Vonis ini dijatuhin sama majelis hakim Pengadilan Militer Banjarmasin, Kalimantan Selatan, Senin (16/6/2025). Gak cuma dipenjara, Jumran yang berpangkat Kelasi Satu juga dipecat dari TNI AL.
“Kami ngerasa ini terlalu ringan. Harusnya dihukum mati,” kata Pazri, kuasa hukum keluarga Juwita.
Keluarga besar Juwita ngerasa vonis itu gak adil buat nyawa yang udah direnggut dengan cara brutal. Pazri bilang mereka bakal terus ngawal kasus ini sampai tuntas. Apalagi ada dugaan, masih ada pelaku lain di balik kasus ini.
Pembunuhan Terencana, Motifnya Bikin Nyesek
Berdasarkan hasil sidang selama dua bulan dan keterangan 12 saksi, Jumran terbukti melakukan pembunuhan berencana. Semua bukti kuat banget nunjukin kalau pelaku udah nyusun rencana dari jauh-jauh hari sebelum ngabisin nyawa Juwita.
Letkol CHK Sunandi, oditur militer yang menangani kasus ini, bilang vonis hakim sesuai sama tuntutan mereka. Tapi, pihak keluarga masih belum puas.

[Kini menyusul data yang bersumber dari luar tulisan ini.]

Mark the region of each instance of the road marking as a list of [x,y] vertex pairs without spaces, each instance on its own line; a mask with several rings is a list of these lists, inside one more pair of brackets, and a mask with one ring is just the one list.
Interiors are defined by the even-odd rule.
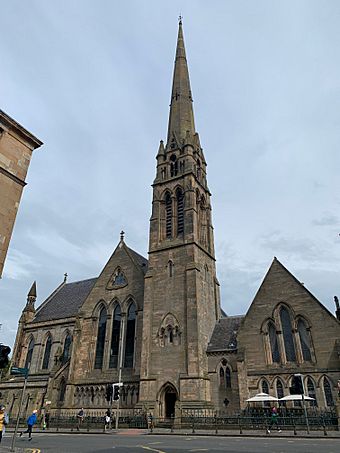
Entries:
[[155,448],[150,448],[150,447],[147,447],[146,445],[139,445],[139,446],[140,446],[140,448],[144,448],[144,450],[155,451],[156,453],[166,453],[163,450],[156,450]]

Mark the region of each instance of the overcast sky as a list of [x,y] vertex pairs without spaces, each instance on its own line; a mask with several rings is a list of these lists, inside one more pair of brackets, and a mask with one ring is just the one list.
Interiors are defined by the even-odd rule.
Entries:
[[11,0],[0,108],[33,154],[3,279],[0,341],[27,292],[97,276],[126,232],[147,256],[177,18],[213,194],[222,306],[245,313],[276,256],[332,312],[340,296],[338,0]]

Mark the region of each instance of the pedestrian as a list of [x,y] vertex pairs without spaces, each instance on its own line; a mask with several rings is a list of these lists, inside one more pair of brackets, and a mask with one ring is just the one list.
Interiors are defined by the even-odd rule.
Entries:
[[80,430],[81,424],[83,423],[84,420],[84,409],[81,408],[80,411],[77,414],[77,431]]
[[5,434],[5,426],[8,425],[9,419],[8,415],[5,412],[5,406],[0,406],[0,443],[2,436]]
[[20,437],[23,434],[28,433],[28,440],[32,440],[32,429],[33,429],[33,426],[37,423],[37,413],[38,413],[38,411],[36,409],[34,409],[32,414],[28,417],[28,419],[27,419],[27,429],[26,429],[26,431],[21,431]]
[[49,429],[50,427],[50,413],[46,412],[45,414],[45,423],[46,423],[46,429]]
[[278,423],[278,417],[279,417],[279,414],[277,413],[277,409],[274,406],[272,408],[272,412],[271,412],[271,415],[270,415],[270,422],[269,422],[269,426],[268,426],[268,429],[267,429],[267,433],[268,434],[270,434],[270,429],[273,427],[273,425],[276,426],[276,428],[277,428],[279,433],[281,432],[281,428],[280,428],[279,423]]
[[105,413],[105,424],[104,424],[105,431],[107,428],[110,427],[110,422],[111,422],[111,411],[110,411],[110,409],[108,409]]

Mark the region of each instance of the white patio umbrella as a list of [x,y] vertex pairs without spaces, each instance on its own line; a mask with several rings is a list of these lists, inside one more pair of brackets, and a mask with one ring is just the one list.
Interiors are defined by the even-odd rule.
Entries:
[[[305,401],[315,401],[315,398],[311,396],[303,395]],[[287,395],[283,398],[280,398],[279,401],[302,401],[302,395]]]
[[248,398],[246,401],[248,403],[256,403],[261,401],[278,401],[278,399],[275,398],[275,396],[268,395],[268,393],[258,393],[257,395]]

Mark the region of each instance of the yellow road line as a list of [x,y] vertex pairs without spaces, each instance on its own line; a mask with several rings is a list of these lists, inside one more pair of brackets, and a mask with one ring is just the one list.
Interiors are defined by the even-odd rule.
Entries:
[[140,445],[140,448],[144,448],[144,450],[155,451],[156,453],[166,453],[163,450],[156,450],[155,448],[147,447],[146,445]]

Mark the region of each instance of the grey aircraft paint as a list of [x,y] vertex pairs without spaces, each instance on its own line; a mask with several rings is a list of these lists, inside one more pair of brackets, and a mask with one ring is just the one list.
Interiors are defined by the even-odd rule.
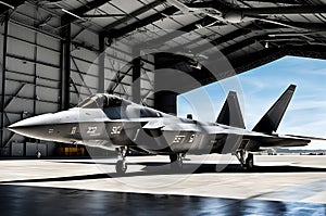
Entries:
[[76,107],[54,114],[43,114],[9,126],[20,135],[40,140],[80,143],[117,150],[122,158],[116,170],[126,170],[126,150],[170,155],[179,162],[181,154],[235,153],[244,167],[253,166],[248,152],[274,147],[303,147],[311,139],[302,136],[280,136],[276,131],[292,98],[291,85],[254,127],[244,129],[236,92],[229,92],[216,123],[180,118],[135,104],[128,100],[99,93]]

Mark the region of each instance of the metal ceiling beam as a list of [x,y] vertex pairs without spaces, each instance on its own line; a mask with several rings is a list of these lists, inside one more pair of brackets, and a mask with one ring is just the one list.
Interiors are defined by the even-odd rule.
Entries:
[[[77,16],[82,17],[85,13],[103,5],[103,4],[108,3],[109,1],[111,1],[111,0],[93,0],[91,2],[86,3],[83,7],[79,7],[75,10],[70,11],[70,12],[72,14],[76,14]],[[66,22],[68,22],[68,23],[72,23],[77,20],[77,17],[72,16],[70,14],[65,14],[63,16],[64,16],[64,20],[66,20]]]
[[111,29],[111,30],[105,30],[103,34],[111,39],[115,39],[118,38],[121,36],[124,36],[128,33],[131,33],[134,30],[136,30],[137,28],[141,28],[145,27],[149,24],[152,24],[161,18],[166,17],[166,15],[172,15],[175,12],[177,12],[178,9],[174,8],[174,7],[170,7],[167,9],[164,9],[163,11],[161,11],[160,13],[155,13],[153,15],[150,15],[146,18],[142,18],[140,21],[137,21],[136,23],[133,23],[126,27],[120,28],[120,29]]
[[246,56],[230,59],[229,62],[237,74],[262,66],[275,60],[285,56],[287,53],[283,49],[268,48],[258,52],[247,54]]
[[[280,1],[278,2],[280,3]],[[265,8],[234,8],[221,1],[188,3],[190,8],[214,8],[223,13],[239,12],[242,15],[280,15],[280,14],[314,14],[326,13],[326,5],[291,5]]]
[[106,25],[103,28],[103,30],[111,30],[112,28],[114,28],[114,27],[116,27],[116,26],[118,26],[123,23],[126,23],[126,22],[130,21],[131,18],[135,18],[136,16],[138,16],[138,15],[140,15],[140,14],[142,14],[142,13],[149,11],[149,10],[154,9],[155,7],[158,7],[158,5],[160,5],[164,2],[165,2],[165,0],[153,1],[153,2],[138,9],[138,10],[136,10],[136,11],[129,13],[129,14],[126,14],[126,16],[124,18],[117,20],[114,23]]
[[192,30],[198,29],[198,25],[210,25],[213,24],[216,20],[211,17],[211,16],[205,16],[199,21],[196,21],[195,23],[190,23],[186,26],[183,26],[176,30],[173,30],[172,33],[167,33],[166,35],[152,39],[150,41],[147,41],[147,46],[151,47],[151,46],[158,46],[158,45],[162,45],[168,40],[172,40],[174,38],[177,38],[186,33],[190,33]]
[[214,40],[211,40],[210,42],[208,42],[205,45],[202,45],[202,46],[200,46],[200,47],[191,50],[191,52],[192,53],[201,53],[201,52],[203,52],[203,51],[205,51],[205,50],[208,50],[208,49],[210,49],[212,47],[216,47],[216,46],[218,46],[218,45],[221,45],[223,42],[227,42],[227,41],[234,40],[235,38],[243,36],[243,35],[247,35],[247,34],[249,34],[251,31],[252,31],[252,29],[250,29],[248,27],[246,27],[246,28],[239,28],[239,29],[234,30],[234,31],[231,31],[229,34],[221,36],[221,37],[218,37],[218,38],[216,38]]
[[224,49],[221,50],[221,52],[227,56],[229,55],[230,53],[233,52],[236,52],[238,50],[241,50],[243,48],[247,48],[255,42],[259,42],[261,40],[263,40],[264,38],[266,38],[266,35],[261,35],[261,36],[255,36],[255,37],[251,37],[251,38],[248,38],[248,39],[244,39],[240,42],[236,42],[235,45],[231,45],[229,47],[226,47]]
[[[20,7],[21,4],[24,4],[26,0],[15,0],[15,1],[10,1],[10,0],[2,0],[3,3],[0,4],[0,14],[5,13],[10,9],[15,9]],[[12,8],[13,7],[13,8]]]
[[326,5],[269,7],[236,9],[243,15],[283,15],[283,14],[315,14],[326,13]]

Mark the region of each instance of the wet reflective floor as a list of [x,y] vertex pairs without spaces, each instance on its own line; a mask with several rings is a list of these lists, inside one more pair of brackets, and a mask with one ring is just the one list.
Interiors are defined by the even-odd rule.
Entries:
[[326,204],[0,186],[0,215],[326,215]]

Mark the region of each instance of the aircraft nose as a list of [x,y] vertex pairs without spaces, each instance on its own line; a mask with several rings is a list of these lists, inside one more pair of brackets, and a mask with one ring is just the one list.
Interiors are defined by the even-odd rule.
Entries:
[[55,115],[43,114],[14,123],[10,125],[8,129],[22,136],[41,139],[48,134],[46,131],[47,126],[58,123],[59,119]]

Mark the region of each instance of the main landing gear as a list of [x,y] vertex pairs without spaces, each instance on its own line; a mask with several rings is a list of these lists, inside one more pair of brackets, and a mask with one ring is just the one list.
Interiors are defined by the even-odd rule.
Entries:
[[183,154],[170,154],[171,169],[181,170],[184,166]]
[[115,164],[115,170],[118,175],[123,175],[127,171],[127,163],[126,163],[126,156],[127,156],[127,148],[121,147],[115,149],[118,153],[117,155],[117,162]]
[[242,167],[244,169],[252,169],[254,167],[253,164],[253,154],[248,153],[246,150],[240,149],[237,150],[236,152],[236,156],[239,160],[239,162],[241,163]]

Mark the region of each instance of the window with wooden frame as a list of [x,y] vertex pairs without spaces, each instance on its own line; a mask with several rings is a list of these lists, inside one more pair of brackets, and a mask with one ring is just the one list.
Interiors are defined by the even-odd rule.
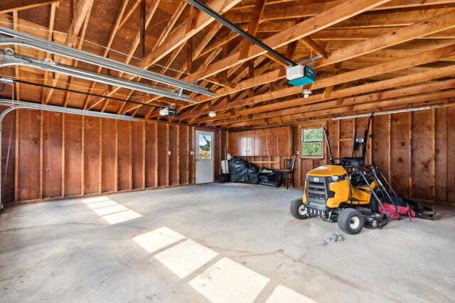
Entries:
[[301,158],[324,158],[323,131],[322,127],[301,128]]

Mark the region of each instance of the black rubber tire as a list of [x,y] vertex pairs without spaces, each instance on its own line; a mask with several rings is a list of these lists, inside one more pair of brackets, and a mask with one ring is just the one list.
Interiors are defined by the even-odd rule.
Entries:
[[350,235],[356,235],[363,228],[363,216],[355,209],[344,209],[338,216],[338,227]]
[[309,218],[309,216],[306,214],[306,209],[301,199],[296,199],[291,202],[291,214],[292,216],[299,220],[304,220]]

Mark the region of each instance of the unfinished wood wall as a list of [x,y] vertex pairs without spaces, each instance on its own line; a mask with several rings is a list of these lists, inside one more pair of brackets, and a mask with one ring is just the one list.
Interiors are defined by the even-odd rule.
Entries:
[[[258,167],[278,168],[287,158],[296,159],[296,186],[324,160],[301,159],[300,128],[325,124],[334,157],[352,153],[354,129],[362,136],[368,118],[294,124],[294,155],[241,157]],[[367,162],[378,166],[399,194],[424,200],[455,202],[455,107],[375,116],[370,126]]]
[[[2,201],[193,184],[196,161],[190,150],[196,129],[16,110],[3,122]],[[221,173],[227,132],[213,131],[215,180]]]

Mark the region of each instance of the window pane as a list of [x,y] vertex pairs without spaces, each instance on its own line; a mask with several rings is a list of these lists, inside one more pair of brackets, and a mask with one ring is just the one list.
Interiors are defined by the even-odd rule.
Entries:
[[212,136],[210,135],[199,135],[199,152],[198,156],[200,159],[210,159],[212,158]]
[[304,141],[322,141],[322,128],[304,129]]
[[304,142],[304,155],[322,156],[322,142]]

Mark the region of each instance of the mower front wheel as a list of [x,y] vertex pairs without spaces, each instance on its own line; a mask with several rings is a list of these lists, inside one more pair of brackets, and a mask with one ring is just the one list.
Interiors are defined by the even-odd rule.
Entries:
[[301,199],[296,199],[291,202],[291,214],[299,220],[309,218],[306,212],[306,207],[305,207]]
[[338,216],[338,227],[350,235],[356,235],[363,228],[363,216],[355,209],[344,209]]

“Terdakwa masih pikir-pikir, belum mutusin mau banding atau nggak,” jelas Sunandi di ruang sidang.
Kronologi: Dari Tunangan, Pemerkosaan, Sampai Dibunuh
Kasus ini nyakitin banget. Juwita — yang dikenal aktif dan kritis sebagai jurnalis — ditemukan meninggal dunia di kawasan Gunung Kupang, Banjarbaru, pada 22 Maret 2025. Pelakunya ternyata orang yang dikenal dekat: Jumran, tunangannya sendiri.

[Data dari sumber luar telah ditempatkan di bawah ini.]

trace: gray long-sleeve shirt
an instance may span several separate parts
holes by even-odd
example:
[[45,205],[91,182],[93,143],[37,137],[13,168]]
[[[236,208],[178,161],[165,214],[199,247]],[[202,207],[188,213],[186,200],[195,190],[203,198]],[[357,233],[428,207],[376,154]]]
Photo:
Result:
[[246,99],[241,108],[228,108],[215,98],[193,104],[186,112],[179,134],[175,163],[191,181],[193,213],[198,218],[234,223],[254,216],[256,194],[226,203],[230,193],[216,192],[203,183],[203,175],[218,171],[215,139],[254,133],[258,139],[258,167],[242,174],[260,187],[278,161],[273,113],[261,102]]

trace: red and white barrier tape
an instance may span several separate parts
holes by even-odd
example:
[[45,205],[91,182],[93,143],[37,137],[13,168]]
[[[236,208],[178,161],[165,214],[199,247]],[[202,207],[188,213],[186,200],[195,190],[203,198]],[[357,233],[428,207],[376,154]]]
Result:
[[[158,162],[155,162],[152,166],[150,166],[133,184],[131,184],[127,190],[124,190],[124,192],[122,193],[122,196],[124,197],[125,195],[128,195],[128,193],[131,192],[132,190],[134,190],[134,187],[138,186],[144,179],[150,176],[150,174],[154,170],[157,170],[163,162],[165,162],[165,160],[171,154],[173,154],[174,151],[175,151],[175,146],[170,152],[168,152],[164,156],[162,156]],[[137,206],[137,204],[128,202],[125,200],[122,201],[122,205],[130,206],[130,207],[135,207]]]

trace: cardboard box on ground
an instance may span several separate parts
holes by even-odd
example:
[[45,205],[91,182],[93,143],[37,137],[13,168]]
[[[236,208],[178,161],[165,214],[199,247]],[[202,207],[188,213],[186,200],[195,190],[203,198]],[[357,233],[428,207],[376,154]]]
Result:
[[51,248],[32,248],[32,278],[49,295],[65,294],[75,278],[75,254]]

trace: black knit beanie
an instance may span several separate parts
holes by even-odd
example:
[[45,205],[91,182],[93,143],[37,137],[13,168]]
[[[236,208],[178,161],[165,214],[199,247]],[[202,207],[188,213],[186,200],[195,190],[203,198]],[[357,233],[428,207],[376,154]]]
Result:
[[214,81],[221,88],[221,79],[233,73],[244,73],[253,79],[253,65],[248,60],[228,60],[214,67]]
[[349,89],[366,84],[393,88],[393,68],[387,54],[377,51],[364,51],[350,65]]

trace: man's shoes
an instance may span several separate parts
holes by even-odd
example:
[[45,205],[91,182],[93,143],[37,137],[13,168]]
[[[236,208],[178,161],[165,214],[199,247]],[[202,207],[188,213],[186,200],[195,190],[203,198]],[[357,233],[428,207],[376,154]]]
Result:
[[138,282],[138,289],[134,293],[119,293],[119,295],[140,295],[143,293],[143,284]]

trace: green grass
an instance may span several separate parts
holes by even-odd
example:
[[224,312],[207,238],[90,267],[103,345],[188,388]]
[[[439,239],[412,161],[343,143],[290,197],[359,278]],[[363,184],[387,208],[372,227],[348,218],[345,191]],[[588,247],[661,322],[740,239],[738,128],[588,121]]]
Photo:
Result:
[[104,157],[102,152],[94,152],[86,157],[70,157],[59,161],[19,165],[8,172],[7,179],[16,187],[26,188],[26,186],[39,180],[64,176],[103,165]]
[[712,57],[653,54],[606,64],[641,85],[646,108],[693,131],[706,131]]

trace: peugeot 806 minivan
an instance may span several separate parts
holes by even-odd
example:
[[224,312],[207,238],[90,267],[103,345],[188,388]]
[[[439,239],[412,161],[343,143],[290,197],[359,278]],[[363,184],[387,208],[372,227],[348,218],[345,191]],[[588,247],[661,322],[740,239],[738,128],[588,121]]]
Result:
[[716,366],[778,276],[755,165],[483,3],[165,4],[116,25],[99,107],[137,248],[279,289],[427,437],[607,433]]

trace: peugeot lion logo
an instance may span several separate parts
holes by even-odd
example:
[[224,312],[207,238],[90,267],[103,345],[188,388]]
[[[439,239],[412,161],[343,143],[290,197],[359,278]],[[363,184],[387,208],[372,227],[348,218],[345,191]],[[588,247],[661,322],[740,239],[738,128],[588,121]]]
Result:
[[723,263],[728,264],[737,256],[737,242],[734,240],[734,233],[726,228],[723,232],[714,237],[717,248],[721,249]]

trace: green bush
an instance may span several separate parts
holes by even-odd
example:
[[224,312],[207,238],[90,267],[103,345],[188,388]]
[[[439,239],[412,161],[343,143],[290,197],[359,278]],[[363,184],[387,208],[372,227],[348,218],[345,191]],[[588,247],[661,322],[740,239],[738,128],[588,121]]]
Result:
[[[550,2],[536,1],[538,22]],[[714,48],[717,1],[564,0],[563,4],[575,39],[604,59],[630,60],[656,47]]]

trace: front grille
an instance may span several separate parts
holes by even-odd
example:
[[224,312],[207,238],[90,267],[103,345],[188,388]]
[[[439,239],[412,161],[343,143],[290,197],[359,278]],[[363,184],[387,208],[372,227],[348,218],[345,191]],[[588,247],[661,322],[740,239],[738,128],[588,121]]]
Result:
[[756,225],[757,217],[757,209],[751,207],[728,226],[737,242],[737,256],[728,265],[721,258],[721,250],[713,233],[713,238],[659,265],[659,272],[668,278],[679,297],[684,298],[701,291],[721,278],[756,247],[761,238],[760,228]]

Dari hasil penyelidikan, Jumran nyewa mobil buat ngelakuin aksinya. Bahkan dia sempet coba rekayasa kejadian seolah-olah kecelakaan. Tapi semuanya terbongkar.

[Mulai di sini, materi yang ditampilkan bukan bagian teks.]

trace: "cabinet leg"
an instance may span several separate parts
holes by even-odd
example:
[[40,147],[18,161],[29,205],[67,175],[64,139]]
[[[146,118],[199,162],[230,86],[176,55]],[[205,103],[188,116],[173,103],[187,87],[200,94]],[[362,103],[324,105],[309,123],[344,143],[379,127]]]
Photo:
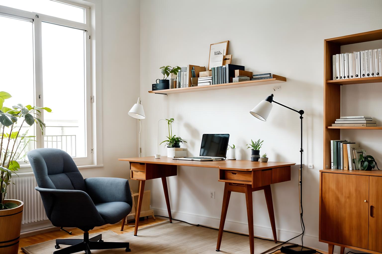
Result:
[[252,188],[250,184],[245,185],[245,201],[247,203],[250,253],[251,254],[254,254],[254,240],[253,238],[253,204],[252,201]]
[[123,231],[123,227],[125,227],[125,222],[126,221],[126,217],[124,217],[123,219],[122,220],[122,225],[121,226],[121,231]]
[[139,215],[141,214],[141,208],[142,206],[142,200],[143,198],[143,192],[144,192],[144,184],[146,181],[144,180],[139,181],[139,194],[138,196],[138,205],[135,215],[135,228],[134,228],[134,235],[137,236],[138,232],[138,223],[139,221]]
[[333,254],[333,251],[334,250],[334,244],[331,244],[329,243],[328,246],[328,254]]
[[224,185],[224,192],[223,195],[223,204],[222,205],[222,216],[220,217],[220,225],[219,226],[219,233],[217,236],[217,244],[216,245],[216,251],[220,251],[220,245],[222,243],[222,237],[223,236],[223,231],[224,229],[224,223],[225,217],[227,216],[228,210],[228,204],[230,203],[231,197],[231,192],[228,190],[228,183],[225,183]]
[[167,179],[166,177],[162,177],[162,184],[163,184],[163,190],[165,192],[165,199],[166,200],[166,204],[167,206],[167,211],[168,212],[168,218],[170,219],[170,223],[172,223],[172,217],[171,217],[171,208],[170,207],[170,199],[168,198],[168,190],[167,186]]
[[273,210],[273,202],[272,201],[272,192],[270,190],[270,185],[267,185],[264,188],[264,194],[265,194],[265,200],[267,201],[268,207],[268,213],[269,214],[269,220],[270,220],[270,226],[273,233],[273,238],[275,243],[277,243],[277,236],[276,233],[276,224],[275,223],[275,213]]

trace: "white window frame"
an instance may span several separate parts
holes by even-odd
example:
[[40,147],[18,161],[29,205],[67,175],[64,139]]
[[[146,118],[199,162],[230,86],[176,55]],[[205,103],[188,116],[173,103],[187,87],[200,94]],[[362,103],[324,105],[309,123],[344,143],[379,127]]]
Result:
[[[56,0],[53,0],[56,1]],[[8,16],[9,18],[25,20],[32,22],[33,29],[33,50],[34,50],[34,105],[38,107],[43,107],[44,94],[42,89],[42,45],[41,41],[41,26],[43,22],[50,23],[57,25],[64,26],[70,27],[77,28],[85,31],[84,34],[85,47],[85,69],[86,75],[85,77],[85,110],[86,112],[86,157],[73,158],[73,160],[79,168],[86,168],[103,166],[102,151],[102,118],[100,114],[96,114],[96,109],[100,109],[102,107],[101,93],[97,93],[101,91],[100,82],[96,82],[96,80],[100,80],[101,74],[98,73],[100,71],[96,70],[101,69],[101,52],[99,48],[96,49],[96,38],[92,38],[92,34],[95,34],[95,24],[96,20],[97,23],[100,22],[100,10],[97,10],[97,19],[96,15],[96,3],[98,3],[98,0],[91,2],[85,2],[82,0],[73,0],[69,2],[66,0],[59,0],[56,2],[62,2],[84,9],[84,23],[82,23],[71,21],[43,14],[31,12],[10,7],[0,5],[0,16]],[[97,4],[98,5],[98,4]],[[100,5],[99,3],[99,5]],[[97,27],[97,32],[100,34],[100,29]],[[99,38],[100,38],[99,37]],[[100,39],[97,40],[100,41]],[[96,62],[96,59],[97,61]],[[97,73],[97,74],[96,74]],[[96,98],[97,100],[94,103],[91,103],[91,96]],[[49,106],[46,105],[46,106]],[[44,121],[44,113],[41,115],[41,120]],[[96,127],[97,126],[97,128]],[[39,128],[35,126],[36,131],[36,147],[43,147],[44,136],[41,134]],[[96,147],[98,145],[100,148],[98,151]],[[28,161],[25,161],[21,164],[21,168],[19,171],[24,173],[31,171],[30,165]]]

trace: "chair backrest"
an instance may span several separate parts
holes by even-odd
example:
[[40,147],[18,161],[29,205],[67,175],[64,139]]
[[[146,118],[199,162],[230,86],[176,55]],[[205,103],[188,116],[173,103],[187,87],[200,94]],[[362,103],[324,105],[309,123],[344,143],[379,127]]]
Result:
[[28,155],[39,187],[86,191],[84,178],[66,152],[39,148],[29,152]]

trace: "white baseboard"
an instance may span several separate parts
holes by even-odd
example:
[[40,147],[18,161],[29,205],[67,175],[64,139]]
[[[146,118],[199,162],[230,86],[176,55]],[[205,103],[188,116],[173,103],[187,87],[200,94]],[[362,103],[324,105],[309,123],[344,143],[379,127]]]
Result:
[[[154,214],[168,217],[167,210],[155,208],[151,207],[154,212]],[[178,212],[172,211],[171,215],[174,219],[186,221],[192,224],[199,224],[204,226],[210,227],[215,228],[219,228],[220,219],[199,216],[194,214]],[[268,239],[273,239],[272,229],[270,228],[261,227],[254,225],[253,226],[254,235],[261,238]],[[248,224],[234,221],[226,220],[224,225],[224,230],[228,231],[235,232],[243,234],[248,234]],[[285,230],[276,229],[278,240],[280,241],[286,241],[292,237],[300,234],[299,232],[291,232]],[[301,237],[294,239],[292,243],[296,244],[301,244]],[[304,235],[304,245],[317,250],[327,251],[328,245],[326,243],[319,241],[318,238],[316,236]]]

Yang makin bikin pilu, terungkap kalau sebelum dibunuh, Juwita sempat diperkosa di sebuah hotel oleh pelaku yang seharusnya menikahinya pada Mei 2025.
Keluarga Minta Keadilan Sampai Tuntas
Kasus ini bikin banyak pihak geram. Apalagi karena melibatkan oknum TNI AL aktif. Keluarga Juwita gak mau berhenti sampai di sini. Mereka yakin masih banyak yang harus diungkap, termasuk kemungkinan adanya keterlibatan orang lain.